The bill codifies and reforms the VA national formulary to pursue lower drug prices, value‑based purchasing, and stakeholder input—potentially saving money and improving outcomes for many veterans while risking reduced access or higher costs for some patients, added administrative burdens, and limited influence from a small, time‑limited advisory committee.

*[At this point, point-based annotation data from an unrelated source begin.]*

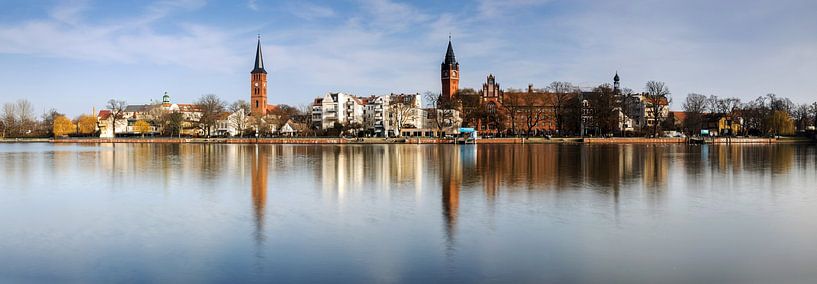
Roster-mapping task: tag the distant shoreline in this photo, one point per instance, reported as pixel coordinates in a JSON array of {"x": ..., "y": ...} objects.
[{"x": 328, "y": 140}]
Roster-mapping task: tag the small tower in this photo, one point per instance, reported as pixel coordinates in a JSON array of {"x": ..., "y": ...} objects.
[
  {"x": 450, "y": 72},
  {"x": 258, "y": 84},
  {"x": 616, "y": 83},
  {"x": 166, "y": 100}
]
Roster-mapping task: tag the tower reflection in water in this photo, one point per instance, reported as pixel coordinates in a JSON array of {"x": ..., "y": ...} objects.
[{"x": 260, "y": 172}]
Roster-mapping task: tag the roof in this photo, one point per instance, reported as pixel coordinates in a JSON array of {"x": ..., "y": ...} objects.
[
  {"x": 223, "y": 115},
  {"x": 259, "y": 59},
  {"x": 298, "y": 127},
  {"x": 188, "y": 108},
  {"x": 661, "y": 101},
  {"x": 450, "y": 61},
  {"x": 679, "y": 115},
  {"x": 104, "y": 114},
  {"x": 449, "y": 54},
  {"x": 137, "y": 108}
]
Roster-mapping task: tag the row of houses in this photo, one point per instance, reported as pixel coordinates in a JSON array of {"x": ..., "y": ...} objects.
[
  {"x": 127, "y": 122},
  {"x": 381, "y": 116}
]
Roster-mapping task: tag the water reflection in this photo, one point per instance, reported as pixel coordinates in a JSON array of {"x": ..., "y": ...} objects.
[
  {"x": 260, "y": 172},
  {"x": 400, "y": 212}
]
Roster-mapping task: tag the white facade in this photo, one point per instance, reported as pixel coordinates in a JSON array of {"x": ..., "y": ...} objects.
[{"x": 338, "y": 108}]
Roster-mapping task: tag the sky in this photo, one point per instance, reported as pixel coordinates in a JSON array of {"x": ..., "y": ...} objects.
[{"x": 76, "y": 55}]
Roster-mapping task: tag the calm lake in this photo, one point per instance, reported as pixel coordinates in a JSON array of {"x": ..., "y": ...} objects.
[{"x": 408, "y": 213}]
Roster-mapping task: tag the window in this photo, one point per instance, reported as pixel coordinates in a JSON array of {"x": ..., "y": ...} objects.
[{"x": 491, "y": 107}]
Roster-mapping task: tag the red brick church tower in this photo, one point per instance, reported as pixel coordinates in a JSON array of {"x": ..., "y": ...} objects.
[
  {"x": 450, "y": 73},
  {"x": 258, "y": 84}
]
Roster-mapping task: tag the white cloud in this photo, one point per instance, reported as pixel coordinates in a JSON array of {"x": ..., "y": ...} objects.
[
  {"x": 492, "y": 8},
  {"x": 310, "y": 11},
  {"x": 126, "y": 41}
]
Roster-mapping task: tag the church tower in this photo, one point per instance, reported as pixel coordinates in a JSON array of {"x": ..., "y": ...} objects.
[
  {"x": 616, "y": 83},
  {"x": 450, "y": 73},
  {"x": 258, "y": 84}
]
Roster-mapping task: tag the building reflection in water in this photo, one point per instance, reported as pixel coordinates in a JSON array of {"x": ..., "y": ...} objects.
[
  {"x": 451, "y": 181},
  {"x": 259, "y": 174}
]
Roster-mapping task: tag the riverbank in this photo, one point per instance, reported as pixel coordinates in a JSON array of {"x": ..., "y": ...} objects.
[{"x": 329, "y": 140}]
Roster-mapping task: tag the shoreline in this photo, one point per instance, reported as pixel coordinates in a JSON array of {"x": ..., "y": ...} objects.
[{"x": 326, "y": 140}]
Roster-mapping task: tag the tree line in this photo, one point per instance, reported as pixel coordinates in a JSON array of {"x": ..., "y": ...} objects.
[{"x": 764, "y": 115}]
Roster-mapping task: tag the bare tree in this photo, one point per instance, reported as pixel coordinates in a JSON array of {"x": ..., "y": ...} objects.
[
  {"x": 657, "y": 100},
  {"x": 694, "y": 106},
  {"x": 403, "y": 107},
  {"x": 240, "y": 110},
  {"x": 813, "y": 114},
  {"x": 514, "y": 107},
  {"x": 604, "y": 109},
  {"x": 117, "y": 108},
  {"x": 535, "y": 110},
  {"x": 722, "y": 105},
  {"x": 210, "y": 106},
  {"x": 25, "y": 116},
  {"x": 440, "y": 111},
  {"x": 9, "y": 118},
  {"x": 562, "y": 92},
  {"x": 802, "y": 116},
  {"x": 48, "y": 121}
]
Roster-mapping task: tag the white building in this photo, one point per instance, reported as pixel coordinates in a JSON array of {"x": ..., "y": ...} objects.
[{"x": 337, "y": 108}]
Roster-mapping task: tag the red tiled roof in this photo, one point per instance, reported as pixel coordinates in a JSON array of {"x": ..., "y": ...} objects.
[
  {"x": 679, "y": 115},
  {"x": 104, "y": 114}
]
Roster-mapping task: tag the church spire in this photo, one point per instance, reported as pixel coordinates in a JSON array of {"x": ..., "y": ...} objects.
[
  {"x": 450, "y": 59},
  {"x": 259, "y": 59}
]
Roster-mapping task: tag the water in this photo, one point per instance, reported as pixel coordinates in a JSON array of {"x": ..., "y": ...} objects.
[{"x": 408, "y": 213}]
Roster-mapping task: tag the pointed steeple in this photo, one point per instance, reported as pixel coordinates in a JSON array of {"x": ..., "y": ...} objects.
[
  {"x": 449, "y": 54},
  {"x": 259, "y": 59}
]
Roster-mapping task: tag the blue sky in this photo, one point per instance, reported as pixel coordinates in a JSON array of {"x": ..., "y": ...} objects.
[{"x": 75, "y": 55}]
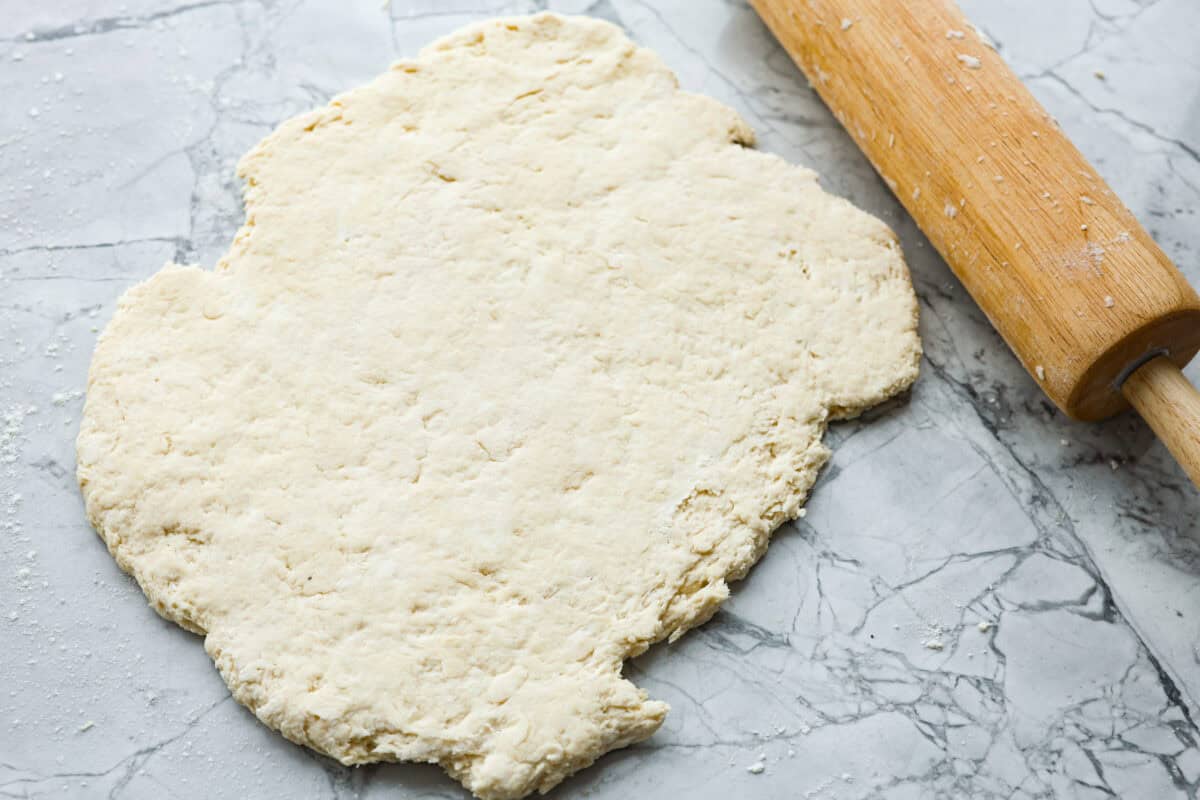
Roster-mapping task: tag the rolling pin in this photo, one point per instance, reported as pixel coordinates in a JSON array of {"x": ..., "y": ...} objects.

Veterans and taxpayers: VA can negotiate discounts/rebates, use tiered copayments, and employ flexible procurement (volume/blanket purchases), likely lowering VA drug spending and reducing out‑of‑pocket costs for many veterans.
Veterans with chronic conditions: VA may enter value‑based contracts tying payment to drug effectiveness, which could improve clinical outcomes and align spending with real-world benefits.
Veterans and front‑line clinicians: The bill requires VA to consider veteran and clinician perspectives in formulary reviews, which should improve medication appropriateness and reduce disruptive or harmful prescribing changes.
Veterans and patients with chronic conditions: Preferred‑status agreements could limit access to non‑preferred or non‑formulary drugs and force therapy switches, risking worse clinical outcomes for some individuals.
Veterans: Tiered copayments and higher costs for brand‑name or non‑formulary drugs could raise out‑of‑pocket spending for those who need medicines not favored by the formulary.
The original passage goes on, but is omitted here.